L'assimilazione del conferimento alla cessione a titolo oneroso, rilevante ai fini delle imposte sui redditi ai sensi dell'articolo 9 del Tuir, comporta che i beni in ipotesi, qualora confluiscano nella sfera "commerciale" dell'ente incorporante, devono intendersi realizzati in base al valore normale, generando in capo all'ente incorporato, sempre che ne sussistano i presupposti, una plusvalenza imponibile ai sensi degli articoli 67 e 68 del Tuir.
Nella seconda ipotesi (cioè beni non relativi all'impresa, che confluiscono nell'attività istituzionale dell'incorporante), l'operazione sarà fuori dal regime d'impresa.
Ai fini dell'imposizione indiretta, si ricorda che i passaggi di beni a seguito di atti di fusione o di trasformazione di società e di analoghe operazioni poste in essere da altri enti non sono soggetti ad IVA, ai sensi dell'articolo 2, comma 3, lettera f) del DPR n. 633/1972. I relativi atti devono essere assoggettati, pertanto, all'imposta di registro.

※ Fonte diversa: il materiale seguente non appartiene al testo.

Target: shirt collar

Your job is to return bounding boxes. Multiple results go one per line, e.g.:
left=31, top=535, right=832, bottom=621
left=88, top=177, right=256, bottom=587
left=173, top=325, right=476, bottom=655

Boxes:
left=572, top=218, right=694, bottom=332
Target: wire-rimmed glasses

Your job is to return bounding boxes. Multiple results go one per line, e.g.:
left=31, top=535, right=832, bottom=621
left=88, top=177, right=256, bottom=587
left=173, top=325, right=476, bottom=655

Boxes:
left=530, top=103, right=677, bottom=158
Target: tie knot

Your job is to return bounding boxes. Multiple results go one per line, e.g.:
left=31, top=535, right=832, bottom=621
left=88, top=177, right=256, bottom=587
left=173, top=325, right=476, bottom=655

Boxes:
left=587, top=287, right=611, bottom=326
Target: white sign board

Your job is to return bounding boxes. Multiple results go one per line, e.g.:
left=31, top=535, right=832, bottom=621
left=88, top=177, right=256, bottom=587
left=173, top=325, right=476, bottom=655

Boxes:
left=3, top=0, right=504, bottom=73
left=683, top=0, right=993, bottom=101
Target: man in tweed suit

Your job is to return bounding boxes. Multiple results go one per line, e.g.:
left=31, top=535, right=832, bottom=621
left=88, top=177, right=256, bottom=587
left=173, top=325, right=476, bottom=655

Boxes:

A tale riguardo, la tesi sostenuta nell'istanza di interpello per cui l'imposta di registro si applicherebbe in misura fissa, non è condivisibile.
Ai sensi dell'articolo 4, comma 1, lettera b) della Tariffa, parte prima, allegata al D.P.R. n. 131 del 1986, infatti, l'applicazione alle operazioni di fusione dell'imposta in misura fissa è subordinata alla condizione che le stesse avvengano tra società od enti "aventi per oggetto esclusivo o principale l'esercizio di attività commerciale od agricola".
Nel caso in esame, invero, l'operazione di fusione interviene tra due enti non commerciali, per i quali l'attività commerciale è da considerare, pertanto, oggetto non esclusivo o principale dell'attività d'impresa.
Ne consegue che, nel caso di specie, l'imposta di registro deve essere applicata nella misura proporzionale del 3%, così come dispone l'articolo 9 della Tariffa allegata al DPR n. 131 del 1986.